BT: Ama bu değişiyor. İnsani ilişkilerin ve samimiyetin bir sürü şeyi değiştirebileceğine inanıyoruz. Önemli olan doğru teması sağlamak. Moskova'daki büromuzda şu anda Rus, Azeri, Kazak, Ermeni, Arnavut arkadaşlarımız var. Herkes birbiriyle kültür alışverişinde bulunuyor. İlişkiler samimi olmaya başladıkça karşılama daha farklı oluyor. Buradan kalkıp Moskova ofisine gittiğimizde herkes daha güleryüzlü, daha samimi olduğu zaman yaptığımız şeylerin bir işe yaradığını görüyoruz.

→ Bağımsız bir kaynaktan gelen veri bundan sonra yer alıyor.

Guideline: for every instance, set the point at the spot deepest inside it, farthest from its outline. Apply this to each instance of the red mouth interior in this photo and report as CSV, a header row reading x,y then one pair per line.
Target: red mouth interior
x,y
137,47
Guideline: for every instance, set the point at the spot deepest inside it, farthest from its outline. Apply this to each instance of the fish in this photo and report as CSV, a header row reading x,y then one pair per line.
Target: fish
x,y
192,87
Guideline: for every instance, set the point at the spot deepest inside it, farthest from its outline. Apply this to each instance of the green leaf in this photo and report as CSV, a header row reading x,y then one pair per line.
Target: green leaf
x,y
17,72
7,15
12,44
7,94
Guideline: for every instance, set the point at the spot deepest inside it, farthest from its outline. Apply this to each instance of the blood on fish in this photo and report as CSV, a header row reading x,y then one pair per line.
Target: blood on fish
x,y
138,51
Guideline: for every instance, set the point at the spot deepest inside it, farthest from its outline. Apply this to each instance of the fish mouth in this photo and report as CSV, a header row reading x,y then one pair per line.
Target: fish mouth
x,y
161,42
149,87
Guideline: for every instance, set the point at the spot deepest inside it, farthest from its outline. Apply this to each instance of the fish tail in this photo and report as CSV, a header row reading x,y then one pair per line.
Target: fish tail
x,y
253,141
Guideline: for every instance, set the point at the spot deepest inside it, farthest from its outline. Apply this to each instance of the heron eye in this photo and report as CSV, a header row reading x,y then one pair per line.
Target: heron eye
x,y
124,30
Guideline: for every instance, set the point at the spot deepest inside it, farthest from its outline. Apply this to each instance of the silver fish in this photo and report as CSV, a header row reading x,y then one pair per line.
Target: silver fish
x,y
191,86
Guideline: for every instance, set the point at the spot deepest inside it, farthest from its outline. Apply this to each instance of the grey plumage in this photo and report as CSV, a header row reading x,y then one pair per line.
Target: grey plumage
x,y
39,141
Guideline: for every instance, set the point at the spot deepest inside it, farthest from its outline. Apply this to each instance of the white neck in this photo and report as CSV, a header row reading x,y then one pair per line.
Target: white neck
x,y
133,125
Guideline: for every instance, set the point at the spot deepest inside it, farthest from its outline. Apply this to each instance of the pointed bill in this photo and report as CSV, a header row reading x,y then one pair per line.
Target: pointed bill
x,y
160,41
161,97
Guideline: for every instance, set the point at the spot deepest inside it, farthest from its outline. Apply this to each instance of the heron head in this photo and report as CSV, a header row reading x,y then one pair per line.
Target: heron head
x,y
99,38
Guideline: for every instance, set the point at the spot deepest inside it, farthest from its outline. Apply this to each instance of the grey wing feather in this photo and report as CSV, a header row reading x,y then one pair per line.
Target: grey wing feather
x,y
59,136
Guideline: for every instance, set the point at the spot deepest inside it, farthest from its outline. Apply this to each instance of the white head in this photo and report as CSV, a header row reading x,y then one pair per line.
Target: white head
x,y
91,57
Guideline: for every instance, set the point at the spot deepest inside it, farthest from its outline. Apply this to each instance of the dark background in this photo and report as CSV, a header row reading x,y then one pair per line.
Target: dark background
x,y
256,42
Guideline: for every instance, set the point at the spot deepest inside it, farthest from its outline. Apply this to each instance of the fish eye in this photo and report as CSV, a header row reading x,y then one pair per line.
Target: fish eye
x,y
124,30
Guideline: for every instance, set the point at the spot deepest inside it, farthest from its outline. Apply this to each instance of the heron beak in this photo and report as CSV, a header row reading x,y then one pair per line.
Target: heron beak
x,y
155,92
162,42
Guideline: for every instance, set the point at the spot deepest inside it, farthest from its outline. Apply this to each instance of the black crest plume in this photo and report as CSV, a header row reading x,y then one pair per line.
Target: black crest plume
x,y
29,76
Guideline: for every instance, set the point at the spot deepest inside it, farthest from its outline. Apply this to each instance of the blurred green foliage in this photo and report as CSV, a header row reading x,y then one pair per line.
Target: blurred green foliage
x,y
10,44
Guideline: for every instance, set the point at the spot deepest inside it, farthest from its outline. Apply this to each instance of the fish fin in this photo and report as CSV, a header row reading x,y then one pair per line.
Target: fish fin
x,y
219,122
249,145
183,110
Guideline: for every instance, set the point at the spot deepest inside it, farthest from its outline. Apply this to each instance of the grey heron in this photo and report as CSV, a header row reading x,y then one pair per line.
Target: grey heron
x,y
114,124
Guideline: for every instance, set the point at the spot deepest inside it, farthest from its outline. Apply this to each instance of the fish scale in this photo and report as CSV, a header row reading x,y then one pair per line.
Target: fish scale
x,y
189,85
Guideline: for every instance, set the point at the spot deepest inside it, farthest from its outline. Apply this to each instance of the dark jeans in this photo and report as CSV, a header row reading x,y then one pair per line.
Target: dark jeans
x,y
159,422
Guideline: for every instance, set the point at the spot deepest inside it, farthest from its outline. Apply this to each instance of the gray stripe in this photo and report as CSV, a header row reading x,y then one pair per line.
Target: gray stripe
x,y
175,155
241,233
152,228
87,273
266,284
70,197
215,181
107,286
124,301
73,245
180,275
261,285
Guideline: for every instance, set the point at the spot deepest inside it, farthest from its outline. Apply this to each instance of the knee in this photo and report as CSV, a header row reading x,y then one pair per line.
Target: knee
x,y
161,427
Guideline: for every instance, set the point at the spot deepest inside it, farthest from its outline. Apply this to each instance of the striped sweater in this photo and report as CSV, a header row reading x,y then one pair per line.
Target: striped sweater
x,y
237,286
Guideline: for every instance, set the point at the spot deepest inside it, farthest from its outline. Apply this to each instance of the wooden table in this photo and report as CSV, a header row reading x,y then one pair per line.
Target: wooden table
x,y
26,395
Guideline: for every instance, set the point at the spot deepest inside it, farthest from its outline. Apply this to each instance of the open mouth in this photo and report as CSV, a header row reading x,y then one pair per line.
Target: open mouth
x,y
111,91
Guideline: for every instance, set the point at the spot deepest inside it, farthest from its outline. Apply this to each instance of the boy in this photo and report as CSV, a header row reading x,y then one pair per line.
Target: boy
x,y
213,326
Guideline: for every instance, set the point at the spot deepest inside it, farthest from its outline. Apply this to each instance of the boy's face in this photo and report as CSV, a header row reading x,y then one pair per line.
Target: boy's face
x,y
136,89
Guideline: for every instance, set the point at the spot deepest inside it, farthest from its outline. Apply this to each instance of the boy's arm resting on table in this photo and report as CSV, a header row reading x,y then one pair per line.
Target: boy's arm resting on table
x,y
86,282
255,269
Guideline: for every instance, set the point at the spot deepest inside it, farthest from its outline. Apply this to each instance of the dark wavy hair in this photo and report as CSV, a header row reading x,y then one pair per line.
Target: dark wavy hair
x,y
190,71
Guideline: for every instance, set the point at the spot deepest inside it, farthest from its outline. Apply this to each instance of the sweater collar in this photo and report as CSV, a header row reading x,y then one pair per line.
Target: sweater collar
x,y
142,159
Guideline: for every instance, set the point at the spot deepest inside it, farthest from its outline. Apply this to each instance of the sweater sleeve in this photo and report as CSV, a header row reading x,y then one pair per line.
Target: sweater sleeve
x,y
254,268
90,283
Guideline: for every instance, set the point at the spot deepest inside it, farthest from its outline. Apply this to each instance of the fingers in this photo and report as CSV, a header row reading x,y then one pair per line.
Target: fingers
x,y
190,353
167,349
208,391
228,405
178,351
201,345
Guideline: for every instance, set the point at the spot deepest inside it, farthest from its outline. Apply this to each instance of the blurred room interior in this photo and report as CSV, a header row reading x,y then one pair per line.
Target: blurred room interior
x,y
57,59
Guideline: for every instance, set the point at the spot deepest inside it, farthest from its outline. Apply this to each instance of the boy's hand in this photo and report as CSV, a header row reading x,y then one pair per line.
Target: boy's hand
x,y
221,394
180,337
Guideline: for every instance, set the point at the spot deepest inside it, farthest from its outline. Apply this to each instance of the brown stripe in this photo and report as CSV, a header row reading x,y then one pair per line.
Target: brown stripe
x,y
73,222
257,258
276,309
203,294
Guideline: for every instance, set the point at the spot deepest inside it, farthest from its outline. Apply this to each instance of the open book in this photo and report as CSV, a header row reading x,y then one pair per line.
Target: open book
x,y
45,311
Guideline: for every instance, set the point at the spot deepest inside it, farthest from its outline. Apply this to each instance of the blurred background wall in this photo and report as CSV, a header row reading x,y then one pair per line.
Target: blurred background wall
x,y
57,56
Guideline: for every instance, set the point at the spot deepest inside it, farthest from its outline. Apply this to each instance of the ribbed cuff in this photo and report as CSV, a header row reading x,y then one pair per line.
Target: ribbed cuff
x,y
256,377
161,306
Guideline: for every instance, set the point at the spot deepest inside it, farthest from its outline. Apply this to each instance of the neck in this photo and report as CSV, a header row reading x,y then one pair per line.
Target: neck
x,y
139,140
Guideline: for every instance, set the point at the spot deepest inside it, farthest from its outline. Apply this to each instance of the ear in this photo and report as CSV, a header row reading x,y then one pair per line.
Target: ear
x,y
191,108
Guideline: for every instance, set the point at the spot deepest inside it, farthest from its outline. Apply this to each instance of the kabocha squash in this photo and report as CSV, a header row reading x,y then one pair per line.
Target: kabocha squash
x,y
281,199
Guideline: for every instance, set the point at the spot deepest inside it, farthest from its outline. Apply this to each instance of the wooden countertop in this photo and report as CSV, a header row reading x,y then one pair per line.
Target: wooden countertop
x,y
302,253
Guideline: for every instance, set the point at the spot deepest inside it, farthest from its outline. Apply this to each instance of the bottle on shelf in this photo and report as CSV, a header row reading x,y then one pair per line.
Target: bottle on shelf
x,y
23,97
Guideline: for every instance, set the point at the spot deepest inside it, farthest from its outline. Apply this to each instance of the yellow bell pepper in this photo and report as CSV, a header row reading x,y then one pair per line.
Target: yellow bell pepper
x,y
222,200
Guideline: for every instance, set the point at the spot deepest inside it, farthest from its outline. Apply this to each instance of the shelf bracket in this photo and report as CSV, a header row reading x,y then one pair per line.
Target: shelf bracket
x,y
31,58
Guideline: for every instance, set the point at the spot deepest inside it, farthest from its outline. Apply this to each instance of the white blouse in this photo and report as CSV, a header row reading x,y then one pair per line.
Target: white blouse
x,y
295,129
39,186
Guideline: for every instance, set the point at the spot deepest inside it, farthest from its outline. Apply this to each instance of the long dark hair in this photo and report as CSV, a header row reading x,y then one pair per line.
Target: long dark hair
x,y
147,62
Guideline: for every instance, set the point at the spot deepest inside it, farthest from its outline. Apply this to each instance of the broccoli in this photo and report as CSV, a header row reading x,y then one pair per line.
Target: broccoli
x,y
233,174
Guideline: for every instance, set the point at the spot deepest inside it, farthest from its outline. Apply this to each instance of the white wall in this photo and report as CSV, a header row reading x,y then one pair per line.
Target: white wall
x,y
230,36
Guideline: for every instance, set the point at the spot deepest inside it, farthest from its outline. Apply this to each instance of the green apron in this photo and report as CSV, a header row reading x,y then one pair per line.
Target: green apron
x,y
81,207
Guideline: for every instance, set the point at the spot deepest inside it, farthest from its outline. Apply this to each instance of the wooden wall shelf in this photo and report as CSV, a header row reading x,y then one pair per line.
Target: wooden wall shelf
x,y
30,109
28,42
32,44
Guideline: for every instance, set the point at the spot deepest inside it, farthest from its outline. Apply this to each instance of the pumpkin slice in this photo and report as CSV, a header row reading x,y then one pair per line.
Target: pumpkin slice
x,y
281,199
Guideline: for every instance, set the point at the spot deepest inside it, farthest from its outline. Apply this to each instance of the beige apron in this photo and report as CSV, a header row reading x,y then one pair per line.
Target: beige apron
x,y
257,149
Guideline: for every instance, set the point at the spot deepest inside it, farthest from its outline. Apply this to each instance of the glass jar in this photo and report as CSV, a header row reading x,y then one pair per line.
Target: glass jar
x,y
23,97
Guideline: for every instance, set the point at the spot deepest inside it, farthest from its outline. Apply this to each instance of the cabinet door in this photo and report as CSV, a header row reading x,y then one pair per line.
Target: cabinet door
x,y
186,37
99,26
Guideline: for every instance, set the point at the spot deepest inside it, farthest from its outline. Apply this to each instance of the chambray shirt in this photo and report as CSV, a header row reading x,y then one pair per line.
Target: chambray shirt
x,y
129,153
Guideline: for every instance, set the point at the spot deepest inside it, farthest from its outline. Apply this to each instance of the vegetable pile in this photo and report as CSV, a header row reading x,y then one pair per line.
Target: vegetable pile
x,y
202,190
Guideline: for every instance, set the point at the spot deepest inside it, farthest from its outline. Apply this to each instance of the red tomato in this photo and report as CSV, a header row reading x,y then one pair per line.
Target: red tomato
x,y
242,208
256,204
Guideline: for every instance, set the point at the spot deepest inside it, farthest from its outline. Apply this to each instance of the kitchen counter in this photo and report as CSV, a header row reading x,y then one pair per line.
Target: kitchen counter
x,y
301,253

Ne sıklıkla oraya gidiyorsunuz?
BT: Haldun, Indrit ve Tolga sürekli orada oldukları için çok sık gitmiyoruz. Yine de ayda bir orada olmaya çalışıyoruz. Haldun buraya geliyor ya da orta noktada İstanbul'da buluşup toplantıları orada yapıyoruz. Ayda bir Minsk'te düzenlenen toplantılara Faruk gidiyor. Erhan, Novokuznetsk'teki otel projesini yürütüyor. Zaten şu anki teknolojik imkanlar ile devamlı yüz yüze görüşebiliyorsunuz. Tabi bir şeyleri paylaşmak, yüz yüze bakmak apayrı bir şey, onu da yapmaya çalışıyoruz.
Rutininizi öğrenmek açısından sormuştum.
BT: Rutinimiz şöyle, eğer bir işe başlayacaksak yeri görmek için ilk toplantıda bulunuyoruz. İki üç günlüğüne gidip geliyoruz.
EA: Bu, projeyi anlamak için de önemli. İşverenle görüşmede yaşanan bir sorun oraya gittiğinizde çok netleşiyor. Aklınıza gelmeyecek en ufak soruna orada dünyanın en önemli sorunuymuş gibi bakılabiliyor. Buradan onu anlayamayabiliyoruz.
Bir örnek vermek gerekirse...
EA: Mesela Rusya ofisinden iki arkadaşla şantiyedeki son toplantıya gittiğimde kalabalık bir ortam vardı. Taşeronlar, malzemeciler, işveren ve ekibi orada. Şantiye devam ediyor, kaba inşaat bitmiş, ince iş başlamış ama bir sürü sorun var. İç mimari ile ilgili sorunları tartışıyoruz. Bir ara işveren bir pafta açtı ve "Bu ne?" dedi. Rusça demesine rağmen anlıyorum tabi. Acaba ne yaptık dedim, bizim pafta çünkü. Meğer bir sistem detayının yanındaki numara yanlışmış. Böyle bir şeyi akılları almıyor. En ufak bir sorunda takılıp kalıyorlar. Neyse ki Serdar Turan bu konuda atak da "Olur mu öyle şey!" diye kızdı, atıştılar ve sorun çözüldü. Ama bu tip bir anlaşmazlık hakikaten büyüyebiliyor.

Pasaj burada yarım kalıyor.